Guest: Brian Singer (LinkedIn)
Company: Nobl9
Show Name: An Eye on AI
Topic: Observability
In a world where digital services depend on hundreds of interconnected systems, reliability isn’t a nice-to-have — it’s everything. Yet many organizations still treat Service Level Objectives (SLOs) as static, one-time exercises. Nobl9’s new capability, SLO Oversight, is changing that by bringing visibility, accountability, and lifecycle management to the core of reliability engineering.
In this conversation, Brian Singer, Co-founder and Chief Product Officer at Nobl9, shares why keeping SLOs fresh is critical for any enterprise that relies on data-driven reliability decisions.
Why “Set and Forget” Fails
As Singer explains, SLOs too often go stale. Teams define them once, tie them to a few dashboards, and move on — only to discover months later that those metrics no longer reflect the real user experience. “It’s very easy for SLOs and reliability work in general to become stale,” he said. “You set them up once, and then nobody reviews them. It’s hard to tell if they’re still relevant.”
This is more than an operational issue. When teams don’t revisit SLOs, they start making reliability decisions based on outdated data. That leads to misguided priorities, wasted effort, and potential blind spots when incidents occur.
Introducing SLO Oversight
SLO Oversight adds a structured framework to keep SLOs accurate and trustworthy. At its core is an oversight dashboard that shows the operational health of services alongside the quality of the SLOs tracking them. The platform automatically identifies when an SLO might be obsolete or misaligned with current conditions.

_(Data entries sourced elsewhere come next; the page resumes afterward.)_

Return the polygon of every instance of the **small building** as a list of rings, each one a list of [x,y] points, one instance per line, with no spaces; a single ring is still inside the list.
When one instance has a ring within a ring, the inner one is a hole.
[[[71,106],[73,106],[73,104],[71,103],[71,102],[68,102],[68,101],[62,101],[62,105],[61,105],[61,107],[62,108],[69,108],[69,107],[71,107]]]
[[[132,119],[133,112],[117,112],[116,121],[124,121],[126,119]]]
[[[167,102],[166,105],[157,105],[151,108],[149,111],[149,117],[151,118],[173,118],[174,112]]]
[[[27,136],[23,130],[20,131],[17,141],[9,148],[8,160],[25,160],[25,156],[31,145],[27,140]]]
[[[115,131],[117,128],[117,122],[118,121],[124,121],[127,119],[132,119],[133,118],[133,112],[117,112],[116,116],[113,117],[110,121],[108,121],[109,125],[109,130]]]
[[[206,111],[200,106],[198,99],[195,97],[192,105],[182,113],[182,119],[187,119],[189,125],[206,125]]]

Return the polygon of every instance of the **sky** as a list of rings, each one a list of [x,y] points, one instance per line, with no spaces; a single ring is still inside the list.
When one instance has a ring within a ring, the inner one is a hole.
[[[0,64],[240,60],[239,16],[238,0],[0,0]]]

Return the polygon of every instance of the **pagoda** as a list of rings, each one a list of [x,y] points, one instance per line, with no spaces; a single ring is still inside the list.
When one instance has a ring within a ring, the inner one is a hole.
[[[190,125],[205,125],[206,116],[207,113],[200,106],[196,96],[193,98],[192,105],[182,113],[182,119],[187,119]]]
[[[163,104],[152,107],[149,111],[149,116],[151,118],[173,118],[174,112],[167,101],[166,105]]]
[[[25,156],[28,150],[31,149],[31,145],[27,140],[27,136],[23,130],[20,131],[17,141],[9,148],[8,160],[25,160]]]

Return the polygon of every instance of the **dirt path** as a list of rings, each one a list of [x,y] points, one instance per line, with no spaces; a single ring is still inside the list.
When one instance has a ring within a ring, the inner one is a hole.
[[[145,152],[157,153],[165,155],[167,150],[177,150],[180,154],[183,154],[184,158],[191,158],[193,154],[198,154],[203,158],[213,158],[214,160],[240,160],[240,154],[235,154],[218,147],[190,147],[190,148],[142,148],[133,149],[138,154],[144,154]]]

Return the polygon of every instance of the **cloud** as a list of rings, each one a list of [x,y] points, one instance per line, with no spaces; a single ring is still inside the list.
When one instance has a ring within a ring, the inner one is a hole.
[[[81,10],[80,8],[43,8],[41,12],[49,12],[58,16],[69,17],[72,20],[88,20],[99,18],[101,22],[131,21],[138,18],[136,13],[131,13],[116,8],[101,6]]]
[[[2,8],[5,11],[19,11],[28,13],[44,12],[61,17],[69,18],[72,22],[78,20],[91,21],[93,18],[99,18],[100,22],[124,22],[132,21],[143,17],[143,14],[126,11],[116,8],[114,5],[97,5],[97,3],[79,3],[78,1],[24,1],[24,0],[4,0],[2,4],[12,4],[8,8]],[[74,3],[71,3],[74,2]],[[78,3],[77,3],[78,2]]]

For example, anomaly detection can flag when an SLO’s data stops flowing — as happened during a recent AWS outage. “We had customers who didn’t technically go down, but still experienced customer impact,” Singer said. “SLO Oversight detects those anomalies, marks them for review, and makes sure teams act before the next incident hits.”
Beyond Observability
Some might ask whether observability tools already cover this ground. Singer draws a clear distinction: “Observability gathers data. SLO management tells you what that data means for your users.” Nobl9’s approach doesn’t replace observability; it complements it by adding a layer of impact analysis.
Traditional observability can surface millions of telemetry points, but without a clear link to user experience, teams struggle to prioritize what matters. SLO Oversight bridges that gap — helping engineers, SREs, and business stakeholders align on what’s truly driving customer satisfaction and reliability.
Standardizing Reliability Across Teams
One of the biggest challenges in scaling SLO adoption is organizational inconsistency. Some teams adopt SLOs enthusiastically, while others lag behind. Without common practices and ownership, the process stalls.
Nobl9’s SLO Oversight introduces review cycles and ownership structures within the platform, ensuring every SLO has a responsible owner and a scheduled review date. This built-in cadence helps organizations move from ad hoc reliability management to a disciplined, company-wide reliability culture.
Singer emphasized that this kind of consistency is key to unlocking value from SLOs: “You might have one team doing SLOs right, but if their dependencies aren’t, everything slows down. Oversight gives leaders a way to see where things stand, identify what’s outdated, and take action.”
Turning Reliability Into a Business Metric
Reliability isn’t just an engineering concern anymore — it’s a business metric that affects everything from user retention to infrastructure spending. Nobl9 customers are using SLO data not only to improve uptime but also to optimize costs.
“We’re seeing direct financial value,” Singer said. “Teams are making smarter tradeoffs about where to invest. They can even turn off unnecessary infrastructure when it’s not needed — and do it safely because the SLOs tell them it’s okay.”
SLO Oversight helps companies quantify that reliability value, connecting the dots between uptime, performance, and real business outcomes.
What’s Next for Nobl9
After six years of building the plumbing for SLOs, Nobl9 is now entering what Singer calls its “second generation.” The focus is shifting from helping individual teams adopt SLOs to driving sustained, organization-wide reliability improvement.
For site reliability engineers (SREs), that means less firefighting and more strategic impact. “SREs often don’t carry the pager themselves,” Singer noted. “They’re responsible for overall reliability without direct control of all the services. SLO Oversight gives them the data and context they need to guide the organization — not just react to incidents.”
In short, SLO Oversight transforms reliability from a reactive metric into a proactive management discipline.